- Born: Deborah Castillo 1971 (age 54–55) Caracas, Venezuela
- Education: Armando Reverón School of Plastic Arts; London College of Fashion
- Known for: Performance art, Sculpture, Photography, Video art
- Notable work: El beso emancipador (2013), Demagogue (2015), Marx Palimpsest (2018)
- Style: Political critique, Performance art
- Awards: Salón Award of Youth; Eugenio Mendoza Award (2003)

= Deborah Castillo =

Venezuelan artist

Deborah Castillo (born Caracas, Venezuela, 1971) is a Venezuelan artist who currently resides in Mexico.
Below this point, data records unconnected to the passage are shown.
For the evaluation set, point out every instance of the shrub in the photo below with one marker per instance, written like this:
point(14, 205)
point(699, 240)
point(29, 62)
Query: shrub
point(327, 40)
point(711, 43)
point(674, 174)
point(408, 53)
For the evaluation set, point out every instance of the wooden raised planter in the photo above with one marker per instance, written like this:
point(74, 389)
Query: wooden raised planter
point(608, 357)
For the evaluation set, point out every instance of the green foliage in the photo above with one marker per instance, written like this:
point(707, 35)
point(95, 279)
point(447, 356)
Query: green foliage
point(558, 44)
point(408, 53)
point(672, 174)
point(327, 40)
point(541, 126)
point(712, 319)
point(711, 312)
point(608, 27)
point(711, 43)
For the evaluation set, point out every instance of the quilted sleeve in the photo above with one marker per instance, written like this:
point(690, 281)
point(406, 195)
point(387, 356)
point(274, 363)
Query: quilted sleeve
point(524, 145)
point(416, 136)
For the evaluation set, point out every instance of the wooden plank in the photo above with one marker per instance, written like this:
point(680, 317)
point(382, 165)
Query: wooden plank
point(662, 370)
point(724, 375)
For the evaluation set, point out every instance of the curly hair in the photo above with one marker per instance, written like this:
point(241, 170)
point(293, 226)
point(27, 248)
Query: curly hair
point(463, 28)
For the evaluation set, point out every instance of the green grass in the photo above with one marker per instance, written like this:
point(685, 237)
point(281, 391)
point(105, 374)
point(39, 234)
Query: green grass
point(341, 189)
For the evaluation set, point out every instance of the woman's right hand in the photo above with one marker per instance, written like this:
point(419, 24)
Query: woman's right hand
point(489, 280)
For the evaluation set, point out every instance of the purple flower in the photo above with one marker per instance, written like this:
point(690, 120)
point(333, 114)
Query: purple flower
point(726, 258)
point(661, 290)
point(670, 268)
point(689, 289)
She is known for her controversial works, which challenge the chauvinism of many historical and contemporary political icons. Castillo has explored various artistic media, including video, photography, sculpture, and performance art, disciplines that she intertwines to create complex works that make political statements. Her oeuvre reflects on the persistence of patriarchal power and challenges the heroic and messianic epic.

== Education ==
Deborah Castillo studied plastic arts and sculpture at the Armando Reverón School of Plastic Arts (now integrated into the Universidad Nacional Experimental de las Artes) and has been active on the art scene since 2003, when she earned two awards in the city of Caracas: the Salón award of Youth and the Eugenio Mendoza award. She studied photography at the Organización Nelson Garrido and worked as an assistant to Nelson Garrido during the period 2000-2003. Castillo also studied at the London College of Fashion in 2004. Castillo's artist residencies include The Banff Center's Artist in Residence  Program in Visual Arts (2015); the Atlantic Center for the Arts #151, New Smyrna Beach, Florida (2014); and the London Print Studio, UK (2007).

== Work ==
The most constant feature in Deborah Castillo's work is her own body, which she uses to make social and political critiques. Many of her performances and installations challenge male authority and political figures by using eroticism to question the dominance of individual male heroic figures in the public imagination and proposing critical making as an effective form of subversion. In Emancipatory Kiss (2013), a performance piece, she repeatedly kisses the face of the gold-colored bust of Venezuelan liberator Símon Bolívar. In Demagogue (2015), also a performance video, she masturbates the nose of a clay military figure. Art critic Irina Troconis has identified the military figure Castillo so often singles out as the subject of her criticism as the caudillo: "Though the head’s identity was never explicitly revealed, there was no mystery regarding what it represented; the frown, the beard, and the military epaulettes gave it the authoritative air of the caudillo, and brought to mind the boundless power historically embedded in that figure and its many visual iterations in the urban and political landscape of Latin America." In particular, Castillo challenges Hugo Chavez's Bolívarian Revolution in Venezuela by attacking Bolívar. In works such as Sisifo (2013), she destroys a bust of Bolívar, and in Slapping Power (2015), she slaps two wet clay busts of military figures. Art historian Sara Garzón has compared Castillo's "iconoclastic" pieces that attack effigies of Bolívar to social protest movements that topple monuments; the artist trivializes the heroic image while performing civil disobedience. Her 2018 exhibition, "Parricidios," at El Museo de Arte Carrillo Gil (MACG) in Mexico City featured Las Dictadoras (2017), a sculptural configuration of five female bodies that parodied the five iconic male leaders Mao ZeDong, Joseph Stalin, Karl Marx, Vladimir Lenin and Fidel Castro. Castillo was forced to leave Venezuela, at one point going into hiding, because its totalitarian regime censored her artwork and its political critiques.